A new study by scientists at the University of Liverpool highlights how a clinically-approved lung cancer drug could potentially be ‘repurposed’ to design new treatments for future cancer therapies.
The research, published in Science Signaling, focuses on a protein called TRIB2, which is linked to promoting survival and drug resistance in solid tumours and blood cancers and is therefore of particular interest as a therapeutic target.
The study was led by Professor Pat Eyers and colleagues in the Department of Biochemistry at the University’s Institute of Integrative Biology, where BBSRC Doctoral Training Programme student Dan Foulkes worked in collaboration with scientists at the Universities of Georgia and North Carolina, Chapel Hill, in the USA.
TRIB2 is part of the Tribbles (TRIB) family of pseudokinase proteins — sometimes described as ‘zombie’ enzymes, due to their inability to catalyse chemical reactions. Tribbles were named after the small, round, fictional organisms from Star Trek, whose major role in life is to eat and reproduce. Consistently, Tribble proteins play many diverse roles in cell signalling, development and cancer.

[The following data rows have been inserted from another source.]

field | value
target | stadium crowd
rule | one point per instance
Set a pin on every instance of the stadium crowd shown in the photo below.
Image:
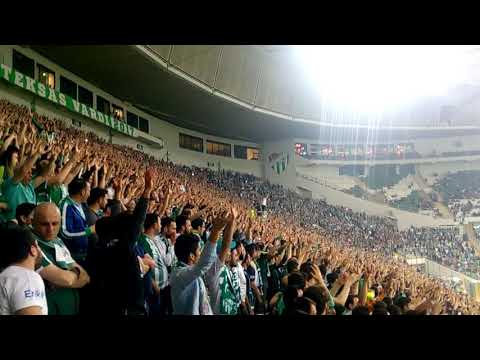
(95, 228)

In particular, TRIB2 proteins have the ability to promote cell survival, a hallmark of cancer cells, and TRIB2 is a potential new drug target for acute myeloid leukemia (AML) and acute lymphoblastic leukemia (ALL), which are both in urgent need of targeted therapeutics.
Using a biochemical drug repurposing approach, the researchers discovered that a family of drugs currently approved to treat lung cancer can also degrade TRIB2 at higher concentrations in human acute myeloid leukemia (AML) cancer cells in vitro, leading to cancer cell death.
This family of drugs, called protein kinase inhibitors, were originally designed to block a different protein called Epidermal Growth Factor Receptor (EGFR) from working in lung cancer cells, where it can help stop or slow tumour growth in some patient populations.
The approved lung cancer drug afatinib is one of a number of EGFR inhibitor compounds identified by the study as a potential drug lead for the development of TRIB2-targeted cancer therapies.
Professor Eyers commented: “A long-standing goal in cancer research is drug-induced degradation of oncogenic proteins. Our study highlights how information obtained with ‘off-target’ effects of known drugs is potentially useful because it might be exploited in the future to help eliminate a protein that is involved in a completely different type of cancer.”
The research is one of two studies featured in the latest issue of Science Signaling that explores the structures and protein interactions of TRIB pseudokinases, a focus of work in Professor Eyers’ laboratory.